Drei Jahre lang hat sich die Münchner Filmemacherin Yulia Lokshina mit den Lebens- und Arbeitsbedingungen osteuropäischer Werkvertragsarbeiterinnen und -arbeiter rund um die Schlachtfabriken der Firma Tönnies in Westfalen beschäftigt.
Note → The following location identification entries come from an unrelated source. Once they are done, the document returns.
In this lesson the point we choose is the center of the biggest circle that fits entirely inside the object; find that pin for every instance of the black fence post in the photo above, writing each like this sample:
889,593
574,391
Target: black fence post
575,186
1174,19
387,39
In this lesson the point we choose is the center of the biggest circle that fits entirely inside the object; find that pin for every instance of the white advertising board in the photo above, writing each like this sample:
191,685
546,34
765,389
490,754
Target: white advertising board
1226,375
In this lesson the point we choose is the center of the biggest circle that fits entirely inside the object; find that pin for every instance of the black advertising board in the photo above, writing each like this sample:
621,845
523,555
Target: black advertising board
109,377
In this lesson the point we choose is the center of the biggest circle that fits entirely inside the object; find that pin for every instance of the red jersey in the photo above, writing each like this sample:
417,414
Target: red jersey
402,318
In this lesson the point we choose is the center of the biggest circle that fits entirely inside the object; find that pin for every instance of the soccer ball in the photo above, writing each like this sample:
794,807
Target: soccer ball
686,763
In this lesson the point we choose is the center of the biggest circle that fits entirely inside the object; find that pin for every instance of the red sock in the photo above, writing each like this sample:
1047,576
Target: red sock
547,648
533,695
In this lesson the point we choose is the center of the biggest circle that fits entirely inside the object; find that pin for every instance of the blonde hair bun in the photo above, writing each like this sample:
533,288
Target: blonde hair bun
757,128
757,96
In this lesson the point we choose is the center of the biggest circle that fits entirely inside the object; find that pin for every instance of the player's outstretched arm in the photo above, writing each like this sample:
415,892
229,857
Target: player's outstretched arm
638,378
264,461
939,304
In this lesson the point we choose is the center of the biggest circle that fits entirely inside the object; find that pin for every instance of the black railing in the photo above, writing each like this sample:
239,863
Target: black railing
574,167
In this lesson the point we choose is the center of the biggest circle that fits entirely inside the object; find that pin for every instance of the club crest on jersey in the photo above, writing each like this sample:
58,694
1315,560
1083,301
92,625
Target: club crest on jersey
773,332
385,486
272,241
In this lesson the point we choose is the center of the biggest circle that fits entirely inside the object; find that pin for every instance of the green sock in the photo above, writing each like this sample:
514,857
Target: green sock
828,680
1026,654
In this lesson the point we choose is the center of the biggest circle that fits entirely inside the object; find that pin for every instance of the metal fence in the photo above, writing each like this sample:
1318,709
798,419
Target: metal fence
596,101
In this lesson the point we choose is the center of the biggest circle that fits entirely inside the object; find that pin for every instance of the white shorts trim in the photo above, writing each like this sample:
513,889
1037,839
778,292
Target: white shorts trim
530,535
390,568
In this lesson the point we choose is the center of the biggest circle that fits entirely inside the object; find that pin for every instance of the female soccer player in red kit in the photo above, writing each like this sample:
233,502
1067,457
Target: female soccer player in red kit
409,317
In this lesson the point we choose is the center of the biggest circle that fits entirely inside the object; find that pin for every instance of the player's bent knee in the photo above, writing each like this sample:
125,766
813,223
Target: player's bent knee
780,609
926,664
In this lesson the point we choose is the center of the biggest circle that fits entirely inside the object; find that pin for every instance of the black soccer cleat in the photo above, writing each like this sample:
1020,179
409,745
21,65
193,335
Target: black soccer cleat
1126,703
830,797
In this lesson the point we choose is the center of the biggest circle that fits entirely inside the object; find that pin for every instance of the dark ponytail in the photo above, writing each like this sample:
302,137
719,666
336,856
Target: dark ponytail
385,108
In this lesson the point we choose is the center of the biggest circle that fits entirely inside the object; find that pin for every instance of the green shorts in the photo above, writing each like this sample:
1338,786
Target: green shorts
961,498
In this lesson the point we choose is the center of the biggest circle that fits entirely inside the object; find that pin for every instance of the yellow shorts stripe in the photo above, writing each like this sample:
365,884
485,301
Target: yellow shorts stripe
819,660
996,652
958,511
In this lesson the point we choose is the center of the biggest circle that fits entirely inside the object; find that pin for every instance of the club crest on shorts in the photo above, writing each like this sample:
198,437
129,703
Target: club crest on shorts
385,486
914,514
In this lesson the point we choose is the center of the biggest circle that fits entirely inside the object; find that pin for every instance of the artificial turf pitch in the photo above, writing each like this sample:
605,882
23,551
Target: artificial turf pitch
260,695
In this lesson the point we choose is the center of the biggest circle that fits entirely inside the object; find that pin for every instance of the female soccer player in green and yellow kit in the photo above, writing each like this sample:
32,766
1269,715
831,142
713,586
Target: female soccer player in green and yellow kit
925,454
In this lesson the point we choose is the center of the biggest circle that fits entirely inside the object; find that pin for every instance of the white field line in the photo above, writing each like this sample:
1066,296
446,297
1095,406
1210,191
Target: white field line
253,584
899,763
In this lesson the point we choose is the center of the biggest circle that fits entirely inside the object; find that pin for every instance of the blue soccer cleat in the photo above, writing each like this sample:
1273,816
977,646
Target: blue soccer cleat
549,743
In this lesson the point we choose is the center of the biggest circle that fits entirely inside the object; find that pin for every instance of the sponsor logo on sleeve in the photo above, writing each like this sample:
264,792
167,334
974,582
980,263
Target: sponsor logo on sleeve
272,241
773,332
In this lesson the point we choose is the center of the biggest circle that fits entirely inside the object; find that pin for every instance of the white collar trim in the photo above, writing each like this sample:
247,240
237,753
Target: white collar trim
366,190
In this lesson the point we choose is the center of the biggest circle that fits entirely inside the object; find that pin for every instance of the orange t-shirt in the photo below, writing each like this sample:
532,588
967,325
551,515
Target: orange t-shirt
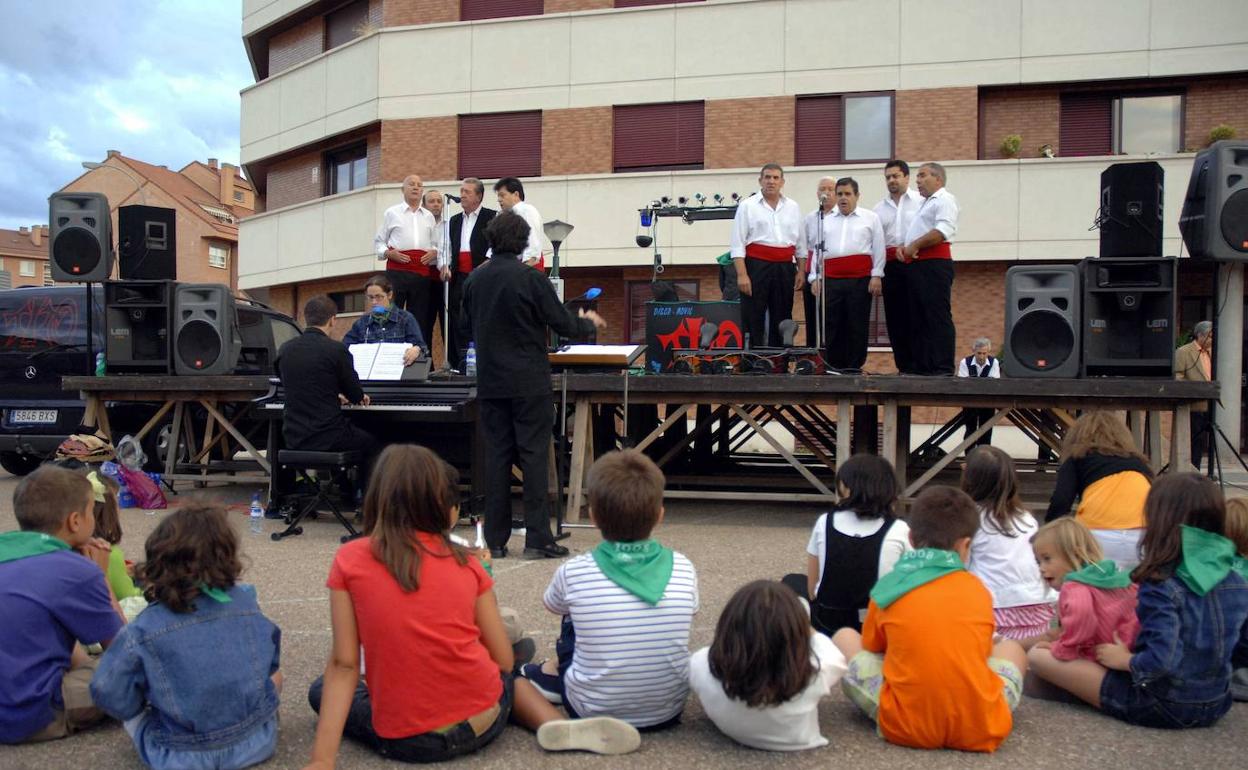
939,692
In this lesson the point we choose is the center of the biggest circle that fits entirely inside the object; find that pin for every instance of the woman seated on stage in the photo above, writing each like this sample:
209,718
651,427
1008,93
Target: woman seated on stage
1102,467
385,321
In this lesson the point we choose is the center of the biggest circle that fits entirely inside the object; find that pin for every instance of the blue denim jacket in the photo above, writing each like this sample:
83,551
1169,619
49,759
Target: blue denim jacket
1186,642
204,674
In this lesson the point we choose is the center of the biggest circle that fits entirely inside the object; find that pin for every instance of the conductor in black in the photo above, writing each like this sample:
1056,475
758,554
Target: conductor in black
508,308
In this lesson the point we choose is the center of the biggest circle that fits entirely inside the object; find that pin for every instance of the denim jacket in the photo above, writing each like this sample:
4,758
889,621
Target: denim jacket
1186,642
204,674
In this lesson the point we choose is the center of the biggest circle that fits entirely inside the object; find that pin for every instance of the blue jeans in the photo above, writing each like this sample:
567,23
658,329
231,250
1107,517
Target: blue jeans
424,748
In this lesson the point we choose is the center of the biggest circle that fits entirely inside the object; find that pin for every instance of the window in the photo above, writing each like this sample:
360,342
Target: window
473,10
346,169
653,137
639,292
501,144
346,24
843,127
219,255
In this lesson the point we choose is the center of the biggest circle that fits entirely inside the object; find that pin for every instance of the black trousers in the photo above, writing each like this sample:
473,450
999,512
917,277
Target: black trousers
896,315
769,302
519,431
848,310
930,285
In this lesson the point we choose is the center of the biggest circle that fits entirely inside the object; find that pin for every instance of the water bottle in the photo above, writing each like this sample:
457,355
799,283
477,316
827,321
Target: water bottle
257,516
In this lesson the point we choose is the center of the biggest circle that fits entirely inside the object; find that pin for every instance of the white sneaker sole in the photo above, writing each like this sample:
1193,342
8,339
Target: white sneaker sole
597,734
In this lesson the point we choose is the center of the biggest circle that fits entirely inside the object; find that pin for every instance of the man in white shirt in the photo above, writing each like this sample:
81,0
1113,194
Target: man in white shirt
895,211
930,283
467,248
850,276
511,197
979,363
408,243
766,235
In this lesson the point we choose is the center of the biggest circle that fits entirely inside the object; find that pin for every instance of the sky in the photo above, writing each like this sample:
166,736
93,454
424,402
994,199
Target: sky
156,79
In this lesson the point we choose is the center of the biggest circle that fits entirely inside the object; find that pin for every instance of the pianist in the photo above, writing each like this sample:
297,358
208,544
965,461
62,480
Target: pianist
320,380
386,321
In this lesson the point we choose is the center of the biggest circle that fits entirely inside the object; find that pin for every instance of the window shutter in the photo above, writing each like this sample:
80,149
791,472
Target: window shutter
659,136
1086,125
473,10
818,124
501,144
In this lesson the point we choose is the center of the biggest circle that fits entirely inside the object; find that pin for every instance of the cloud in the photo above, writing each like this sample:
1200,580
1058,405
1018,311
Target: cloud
156,80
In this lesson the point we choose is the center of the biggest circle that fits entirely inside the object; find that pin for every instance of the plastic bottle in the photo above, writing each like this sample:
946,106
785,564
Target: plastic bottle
257,516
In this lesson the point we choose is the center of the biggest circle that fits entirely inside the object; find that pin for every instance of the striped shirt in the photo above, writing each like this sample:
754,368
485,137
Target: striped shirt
632,659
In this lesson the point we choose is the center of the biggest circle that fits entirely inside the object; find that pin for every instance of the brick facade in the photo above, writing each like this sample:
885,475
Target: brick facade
577,141
937,124
1032,114
748,132
428,146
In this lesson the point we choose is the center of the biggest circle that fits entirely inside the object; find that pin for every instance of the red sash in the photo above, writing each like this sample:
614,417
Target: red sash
941,251
770,253
428,271
851,266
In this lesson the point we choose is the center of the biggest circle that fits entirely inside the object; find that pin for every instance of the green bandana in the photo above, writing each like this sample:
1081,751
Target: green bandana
21,544
1101,574
915,568
1207,559
642,568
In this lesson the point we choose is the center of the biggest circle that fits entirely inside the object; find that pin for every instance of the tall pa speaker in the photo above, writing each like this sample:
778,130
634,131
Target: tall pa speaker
1131,210
206,338
1128,317
1214,220
146,243
80,236
1042,321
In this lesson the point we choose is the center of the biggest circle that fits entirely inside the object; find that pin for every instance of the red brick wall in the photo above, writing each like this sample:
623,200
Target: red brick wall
1032,114
402,13
577,141
427,146
297,44
748,132
937,124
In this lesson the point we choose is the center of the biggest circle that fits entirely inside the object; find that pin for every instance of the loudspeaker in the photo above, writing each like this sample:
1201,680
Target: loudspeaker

Es kommen Inge Bultschnieder, „die Frau die gegen Tönnies kämpft (EMMA Nr 5 2020)“, zu Wort. Arbeiter reden über ihre Wohnsituation, über die Geschwindigkeit, die am Band verlangt wird. Aber es ist nicht nur Tönnies, einer der Arbeiter spricht auch über Wiesenhof, die bekannt sind durch ihre Hähnchen.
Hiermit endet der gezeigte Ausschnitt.